Intrinsics are by definition provided by the compiler. GCC doesn't use that word, but its description for its built-in functions indicates that the compiler provides them, and library developers are encouraged to use them by providing macros redirecting standard names to the built-in names. However, the documentation seems to state that some standard library functions are routed to the built-in equivalents regardless of what the library says. This includes memcpy and memset. (I'm not sure how the compiler thinks it can implement malloc on its own. Especially when the compiler does not implement free.) Not that it appears to do so in practice. It does recognize a for-loop filling a uint8_t array as being the same as memset, but it generates a function call to memset rather than inline it.
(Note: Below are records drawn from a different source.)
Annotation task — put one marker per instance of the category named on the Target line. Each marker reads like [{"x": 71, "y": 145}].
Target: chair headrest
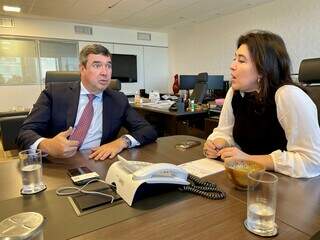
[
  {"x": 309, "y": 71},
  {"x": 202, "y": 77}
]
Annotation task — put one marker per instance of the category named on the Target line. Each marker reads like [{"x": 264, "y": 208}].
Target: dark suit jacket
[{"x": 56, "y": 110}]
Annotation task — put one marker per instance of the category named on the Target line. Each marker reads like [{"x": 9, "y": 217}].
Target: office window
[
  {"x": 18, "y": 62},
  {"x": 58, "y": 56},
  {"x": 25, "y": 61}
]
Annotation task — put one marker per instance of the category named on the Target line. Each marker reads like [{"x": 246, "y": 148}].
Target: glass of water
[
  {"x": 31, "y": 171},
  {"x": 261, "y": 203}
]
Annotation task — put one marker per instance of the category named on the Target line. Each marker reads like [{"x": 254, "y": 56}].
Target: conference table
[{"x": 169, "y": 215}]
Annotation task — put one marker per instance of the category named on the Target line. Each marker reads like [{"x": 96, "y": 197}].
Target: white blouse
[{"x": 297, "y": 115}]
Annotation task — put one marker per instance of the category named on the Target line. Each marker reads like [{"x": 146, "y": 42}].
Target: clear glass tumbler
[
  {"x": 31, "y": 171},
  {"x": 261, "y": 203}
]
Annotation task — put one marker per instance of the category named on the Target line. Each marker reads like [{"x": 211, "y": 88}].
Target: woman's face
[{"x": 244, "y": 75}]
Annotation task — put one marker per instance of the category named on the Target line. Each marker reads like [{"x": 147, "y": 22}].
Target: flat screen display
[{"x": 124, "y": 67}]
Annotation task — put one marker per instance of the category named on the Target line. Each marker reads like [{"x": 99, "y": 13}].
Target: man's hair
[
  {"x": 92, "y": 49},
  {"x": 269, "y": 54}
]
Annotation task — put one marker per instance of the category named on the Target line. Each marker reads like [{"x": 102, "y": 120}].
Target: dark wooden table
[{"x": 298, "y": 211}]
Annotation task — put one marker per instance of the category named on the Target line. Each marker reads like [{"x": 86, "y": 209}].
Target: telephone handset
[
  {"x": 128, "y": 176},
  {"x": 162, "y": 173}
]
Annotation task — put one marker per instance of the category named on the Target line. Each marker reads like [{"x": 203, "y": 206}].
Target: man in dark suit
[{"x": 96, "y": 112}]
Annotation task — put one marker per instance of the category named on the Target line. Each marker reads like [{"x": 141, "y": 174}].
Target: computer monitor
[
  {"x": 187, "y": 81},
  {"x": 215, "y": 82}
]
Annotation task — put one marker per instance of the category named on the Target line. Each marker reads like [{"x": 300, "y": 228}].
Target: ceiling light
[{"x": 11, "y": 9}]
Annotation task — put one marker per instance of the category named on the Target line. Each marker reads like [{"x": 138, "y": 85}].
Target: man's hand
[
  {"x": 212, "y": 147},
  {"x": 108, "y": 150},
  {"x": 59, "y": 146},
  {"x": 233, "y": 153}
]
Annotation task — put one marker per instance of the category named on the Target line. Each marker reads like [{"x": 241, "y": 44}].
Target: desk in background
[
  {"x": 193, "y": 217},
  {"x": 169, "y": 123}
]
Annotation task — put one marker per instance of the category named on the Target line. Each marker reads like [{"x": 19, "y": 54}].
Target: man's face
[{"x": 96, "y": 75}]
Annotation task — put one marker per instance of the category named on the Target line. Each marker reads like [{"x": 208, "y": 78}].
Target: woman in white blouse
[{"x": 266, "y": 117}]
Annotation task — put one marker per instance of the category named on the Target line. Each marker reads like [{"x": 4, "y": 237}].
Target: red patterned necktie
[{"x": 82, "y": 128}]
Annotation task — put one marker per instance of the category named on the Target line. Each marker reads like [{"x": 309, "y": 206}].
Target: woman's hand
[
  {"x": 232, "y": 153},
  {"x": 212, "y": 147}
]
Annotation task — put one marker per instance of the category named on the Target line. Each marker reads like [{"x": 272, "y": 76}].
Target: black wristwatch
[{"x": 127, "y": 141}]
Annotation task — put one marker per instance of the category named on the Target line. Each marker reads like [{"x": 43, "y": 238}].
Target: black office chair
[
  {"x": 309, "y": 76},
  {"x": 61, "y": 76},
  {"x": 200, "y": 88},
  {"x": 10, "y": 127}
]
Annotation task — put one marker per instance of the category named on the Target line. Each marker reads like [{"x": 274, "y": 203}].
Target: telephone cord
[{"x": 203, "y": 188}]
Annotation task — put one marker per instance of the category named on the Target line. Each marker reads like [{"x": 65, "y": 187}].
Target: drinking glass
[
  {"x": 31, "y": 171},
  {"x": 261, "y": 203}
]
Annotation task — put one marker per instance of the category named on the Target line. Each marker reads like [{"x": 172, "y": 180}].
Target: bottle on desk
[
  {"x": 192, "y": 105},
  {"x": 137, "y": 99}
]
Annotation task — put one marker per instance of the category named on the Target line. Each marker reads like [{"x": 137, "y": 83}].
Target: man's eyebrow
[
  {"x": 101, "y": 62},
  {"x": 241, "y": 55}
]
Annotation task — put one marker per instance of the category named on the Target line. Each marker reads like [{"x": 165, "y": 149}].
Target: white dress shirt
[
  {"x": 94, "y": 134},
  {"x": 297, "y": 115}
]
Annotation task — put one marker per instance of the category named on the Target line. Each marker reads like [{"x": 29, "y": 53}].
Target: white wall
[
  {"x": 115, "y": 39},
  {"x": 210, "y": 46}
]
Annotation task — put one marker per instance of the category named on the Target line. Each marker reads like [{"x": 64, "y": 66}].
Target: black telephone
[{"x": 173, "y": 107}]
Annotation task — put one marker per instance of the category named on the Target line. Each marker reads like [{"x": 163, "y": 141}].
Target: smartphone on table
[{"x": 82, "y": 175}]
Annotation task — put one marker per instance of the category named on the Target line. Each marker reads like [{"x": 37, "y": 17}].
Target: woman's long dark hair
[{"x": 270, "y": 56}]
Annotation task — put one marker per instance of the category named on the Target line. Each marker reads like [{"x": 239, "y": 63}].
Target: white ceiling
[{"x": 156, "y": 15}]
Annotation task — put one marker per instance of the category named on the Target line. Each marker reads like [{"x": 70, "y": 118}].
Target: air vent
[
  {"x": 83, "y": 30},
  {"x": 6, "y": 22},
  {"x": 144, "y": 36}
]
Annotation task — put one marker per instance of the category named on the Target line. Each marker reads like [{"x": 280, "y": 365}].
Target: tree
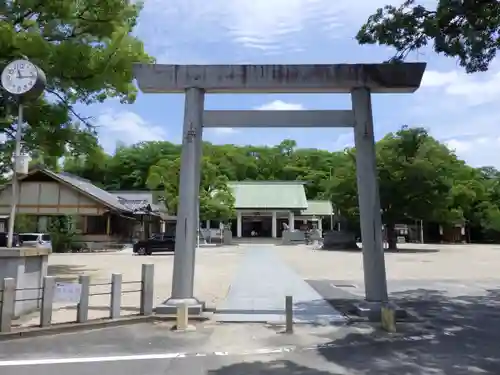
[
  {"x": 466, "y": 30},
  {"x": 86, "y": 49},
  {"x": 216, "y": 199},
  {"x": 415, "y": 180}
]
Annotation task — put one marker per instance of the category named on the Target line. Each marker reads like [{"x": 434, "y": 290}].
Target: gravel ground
[{"x": 215, "y": 268}]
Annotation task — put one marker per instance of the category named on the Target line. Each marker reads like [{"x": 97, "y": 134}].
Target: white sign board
[{"x": 67, "y": 292}]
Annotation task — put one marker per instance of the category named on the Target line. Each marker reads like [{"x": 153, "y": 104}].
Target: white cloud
[
  {"x": 173, "y": 27},
  {"x": 470, "y": 89},
  {"x": 127, "y": 128},
  {"x": 279, "y": 105},
  {"x": 461, "y": 110}
]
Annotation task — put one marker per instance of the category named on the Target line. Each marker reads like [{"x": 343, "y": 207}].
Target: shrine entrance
[{"x": 358, "y": 80}]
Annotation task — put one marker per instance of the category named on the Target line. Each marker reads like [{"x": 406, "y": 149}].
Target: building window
[
  {"x": 214, "y": 224},
  {"x": 43, "y": 224},
  {"x": 96, "y": 224}
]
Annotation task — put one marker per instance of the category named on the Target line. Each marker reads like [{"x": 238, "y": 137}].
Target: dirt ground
[{"x": 216, "y": 267}]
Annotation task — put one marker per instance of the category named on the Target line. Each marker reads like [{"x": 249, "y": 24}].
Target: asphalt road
[{"x": 457, "y": 334}]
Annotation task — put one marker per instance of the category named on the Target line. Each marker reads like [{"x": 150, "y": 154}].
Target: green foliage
[
  {"x": 466, "y": 30},
  {"x": 420, "y": 178},
  {"x": 216, "y": 199},
  {"x": 62, "y": 233},
  {"x": 25, "y": 223},
  {"x": 86, "y": 49}
]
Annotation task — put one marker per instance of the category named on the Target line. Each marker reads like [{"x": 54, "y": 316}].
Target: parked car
[
  {"x": 15, "y": 239},
  {"x": 157, "y": 243},
  {"x": 35, "y": 239}
]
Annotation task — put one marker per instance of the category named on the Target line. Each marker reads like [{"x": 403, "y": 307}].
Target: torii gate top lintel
[{"x": 326, "y": 78}]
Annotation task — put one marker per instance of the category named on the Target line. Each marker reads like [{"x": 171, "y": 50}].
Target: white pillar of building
[
  {"x": 274, "y": 225},
  {"x": 238, "y": 224}
]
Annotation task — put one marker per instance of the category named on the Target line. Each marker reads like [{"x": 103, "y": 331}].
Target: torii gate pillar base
[{"x": 170, "y": 306}]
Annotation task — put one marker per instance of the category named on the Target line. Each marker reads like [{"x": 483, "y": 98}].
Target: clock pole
[
  {"x": 15, "y": 182},
  {"x": 24, "y": 81}
]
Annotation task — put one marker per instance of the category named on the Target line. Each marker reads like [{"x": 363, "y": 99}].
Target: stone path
[{"x": 258, "y": 290}]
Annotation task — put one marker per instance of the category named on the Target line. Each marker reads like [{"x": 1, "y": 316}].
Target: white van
[{"x": 35, "y": 240}]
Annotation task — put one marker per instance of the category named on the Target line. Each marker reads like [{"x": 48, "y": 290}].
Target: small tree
[
  {"x": 25, "y": 223},
  {"x": 62, "y": 233}
]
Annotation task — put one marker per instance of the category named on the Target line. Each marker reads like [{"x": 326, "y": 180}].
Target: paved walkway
[{"x": 257, "y": 293}]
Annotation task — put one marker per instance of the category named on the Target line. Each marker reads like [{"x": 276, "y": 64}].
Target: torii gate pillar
[{"x": 359, "y": 80}]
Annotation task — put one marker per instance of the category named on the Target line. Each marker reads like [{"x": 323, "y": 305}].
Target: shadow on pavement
[
  {"x": 397, "y": 251},
  {"x": 281, "y": 367},
  {"x": 466, "y": 329},
  {"x": 464, "y": 333}
]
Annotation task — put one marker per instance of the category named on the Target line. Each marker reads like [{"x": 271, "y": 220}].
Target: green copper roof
[
  {"x": 318, "y": 208},
  {"x": 288, "y": 195}
]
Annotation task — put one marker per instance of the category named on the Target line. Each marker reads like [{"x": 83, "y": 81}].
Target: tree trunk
[{"x": 391, "y": 237}]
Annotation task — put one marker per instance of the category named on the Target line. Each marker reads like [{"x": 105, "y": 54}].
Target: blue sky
[{"x": 457, "y": 108}]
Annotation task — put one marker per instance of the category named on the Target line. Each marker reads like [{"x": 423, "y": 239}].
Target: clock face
[{"x": 19, "y": 77}]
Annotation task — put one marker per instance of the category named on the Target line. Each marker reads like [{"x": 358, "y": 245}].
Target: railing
[{"x": 47, "y": 294}]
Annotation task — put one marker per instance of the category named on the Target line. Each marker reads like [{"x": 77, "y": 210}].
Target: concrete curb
[{"x": 55, "y": 329}]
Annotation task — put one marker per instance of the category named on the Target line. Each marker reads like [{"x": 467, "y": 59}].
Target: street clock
[{"x": 22, "y": 78}]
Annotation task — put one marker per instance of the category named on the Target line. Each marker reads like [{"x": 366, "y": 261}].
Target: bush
[{"x": 62, "y": 233}]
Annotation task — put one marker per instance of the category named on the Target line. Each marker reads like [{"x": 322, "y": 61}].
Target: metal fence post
[
  {"x": 288, "y": 314},
  {"x": 147, "y": 289},
  {"x": 48, "y": 290},
  {"x": 82, "y": 312},
  {"x": 8, "y": 303},
  {"x": 116, "y": 296}
]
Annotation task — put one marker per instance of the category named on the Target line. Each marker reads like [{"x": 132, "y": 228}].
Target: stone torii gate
[{"x": 358, "y": 80}]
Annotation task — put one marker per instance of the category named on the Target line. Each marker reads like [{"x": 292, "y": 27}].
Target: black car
[
  {"x": 157, "y": 243},
  {"x": 16, "y": 241}
]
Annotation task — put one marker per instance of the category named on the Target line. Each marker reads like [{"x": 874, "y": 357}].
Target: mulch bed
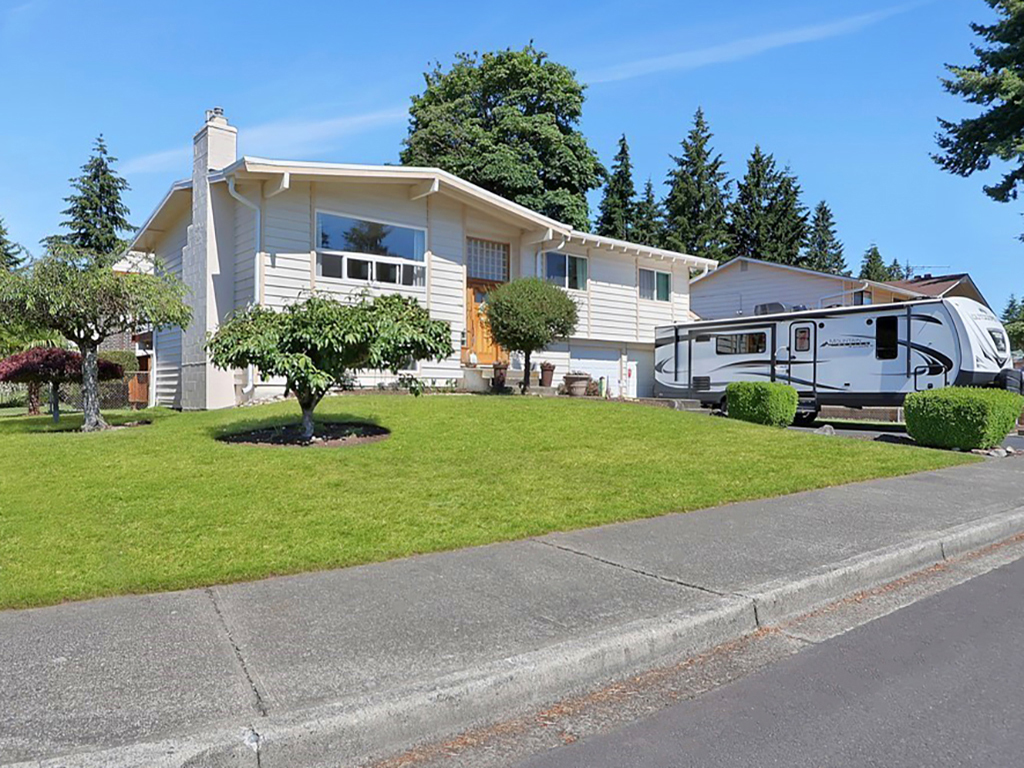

This is true for both GCC 6.3.0 on Windows and GCC 4.9.4 on Linux, so its reliance on a closed source, foreign C library on Windows does not appear to be a factor.
This was odd. If I actually call memset explicitly, then it gets inlined. Seems like some optimized steps are run in the wrong order. It appears that for loops are replaced by memset after memset has been otherwise been inlined.
The inlined memset does use rep stos, but it uses stosd (stosl in GAS), so unaligned memory access may be an issue. I haven't quite figured out how it deals with an element count that is not divisible by four, but the only part I don't understand from the brief time devoted to it is the bit before the rep-part, so it must be there.